James Axler – Deathlands 27 – Ground Zero

Jak stood, confronting Sharpe. “Emma doesn’t care speak you. Nor me. Not Doc. Let us go or be chilling. Ryan be around soon as knows you holding us. Bad move, Baron.”

“Cheeky whelp. Good flogging for the white-hair, Joaquin. Next time he speaks without being spoken to. Strip the pallid flesh from his white ribs. Set the white blood flowing.”

“Leave him alone.” Emma was standing, still holding Jak’s hand in hers.

Sharpe’s milky blue eyes locked with her golden stare. “Ah, yes, well. A true doomie and seer. I have seen men and women and puling children who claimed to be doomies. They saw through a glass darkly. You are pure, Emma.”

“Let Doc and Jak go and I’ll do what you want. Stay with you and tell you what you want to know.”

“What do I want to know, little lady?”

“Same thing everyone wants to know.”

“And that is.”

“The manner of your death, Baron.”

“Don’t talk to him, child,” Doc warned. “Your gift is from the Almighty and shouldn’t be brought into town and peddled cheap off the back of a wagon.”

Sharpe stood and pointed an accusing finger at the old man. “Your life rests on a steel blade, Dr. Tanner. The only way to save yourself is to close your mouth and keep it closed.” He turned to Emma. “If I release these two, then you’ll be content to stay with me?”

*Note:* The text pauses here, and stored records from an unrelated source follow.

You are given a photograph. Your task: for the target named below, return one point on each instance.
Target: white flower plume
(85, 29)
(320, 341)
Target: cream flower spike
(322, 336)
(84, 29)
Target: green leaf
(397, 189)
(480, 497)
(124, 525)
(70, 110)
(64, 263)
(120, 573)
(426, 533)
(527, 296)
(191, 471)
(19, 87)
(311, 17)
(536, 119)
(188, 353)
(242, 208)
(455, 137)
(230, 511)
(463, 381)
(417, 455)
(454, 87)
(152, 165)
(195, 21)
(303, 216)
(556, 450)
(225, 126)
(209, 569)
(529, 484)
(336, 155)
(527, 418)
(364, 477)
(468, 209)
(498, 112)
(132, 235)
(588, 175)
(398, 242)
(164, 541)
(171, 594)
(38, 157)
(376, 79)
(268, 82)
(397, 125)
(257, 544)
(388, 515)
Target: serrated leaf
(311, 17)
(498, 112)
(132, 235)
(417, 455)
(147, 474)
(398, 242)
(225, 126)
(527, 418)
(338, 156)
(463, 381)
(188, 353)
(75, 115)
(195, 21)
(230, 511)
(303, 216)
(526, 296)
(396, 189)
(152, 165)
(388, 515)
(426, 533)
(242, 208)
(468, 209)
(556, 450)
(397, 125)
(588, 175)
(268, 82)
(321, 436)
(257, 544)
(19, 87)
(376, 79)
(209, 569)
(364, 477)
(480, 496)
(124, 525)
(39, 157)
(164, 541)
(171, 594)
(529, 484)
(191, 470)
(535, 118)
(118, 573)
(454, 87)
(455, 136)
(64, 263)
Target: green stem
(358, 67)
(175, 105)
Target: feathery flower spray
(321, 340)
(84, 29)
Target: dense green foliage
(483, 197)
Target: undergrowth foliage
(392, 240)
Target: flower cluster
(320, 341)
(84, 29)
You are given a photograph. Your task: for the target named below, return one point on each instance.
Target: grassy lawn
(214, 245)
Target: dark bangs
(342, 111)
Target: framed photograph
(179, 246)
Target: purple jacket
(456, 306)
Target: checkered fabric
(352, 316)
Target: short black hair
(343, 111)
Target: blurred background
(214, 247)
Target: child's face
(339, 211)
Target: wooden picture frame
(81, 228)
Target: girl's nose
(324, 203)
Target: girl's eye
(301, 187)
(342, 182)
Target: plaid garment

“It is for such a short time.” Her voice had gone flat and toneless, and her eyes seemed to be looking within herself. “Such a short time.”

“But you’ll tell me anything I want to know? Anything at all? Will you?”

“No,” Jak whispered.

But Emma smiled at the baron, a smile of empty menace. “Yes,” she said. “Yes, I will.”

Chapter Thirty

By the time the uncomfortable supper had dragged its way to an ending, the torches were burning and the water-powered generator was thumping rhythmically, bringing electric light to the corridors of the large mansion.

Beyond the reflecting windows, Jak could see that it was already full dark. His guess was that Ryan and the others, assuming that they had survived the murderous twister, would probably make their play during the hours of night.

He had briefly entertained the small hope that he might see a sliver of a chance to try to escape, taking Doc and Emma along with him, at least getting away into the farther rooms of the house to try to draw some of the guards away and make it easier for Ryan to break in.

But Joaquin and his men were too well trained, too alert. And there was only Doc’s rapier and his own hidden knives against the array of firearms.

After the meal, Sharpe had walked to the main door from the dining room without a backward glance, paused and looked across at Joaquin.

“Time has come to show them the rest of my collection. Don’t you think? Well?”

“Sure, Baron. All three of them?”

“Why not? Why should be knotted? Cut the knot is best. All of them. Yes, all. Jak for his hair. In place of my son and heir. Doc for his mutie way of talk. And the prize in my collection. Ace on line. The diamond in my crown. Emma, the finest doomie in all of Deathlands.”

Oddly, after his intense interest in the question of his own death, Sharpe had totally dropped the subject. He had sat down, head to one side, as though he were listening to a small voice talking into his ear.

As they walked out after him, Joaquin bringing up the rear with three sec guards, it occurred to Jak that they were soon going to run out of time.

“COULD EASY RUN out of time real double quick,” J.B. whispered.

They were crouched close together, flattened against the back wall of the ville. The darkness had covered them so far, but there was still the pacing sentry and the locked door.

Ryan had drawn the panga from its soft leather sheath and gripped it in his right hand. If there was silent chilling, then he would do it. J.B. had the Smith & Wesson scattergun unslung and cocked. If there was any close-contact noisy chilling to do, then it was an ideal weapon with its twenty-inch-long Remington flechettes in each of the eight rounds.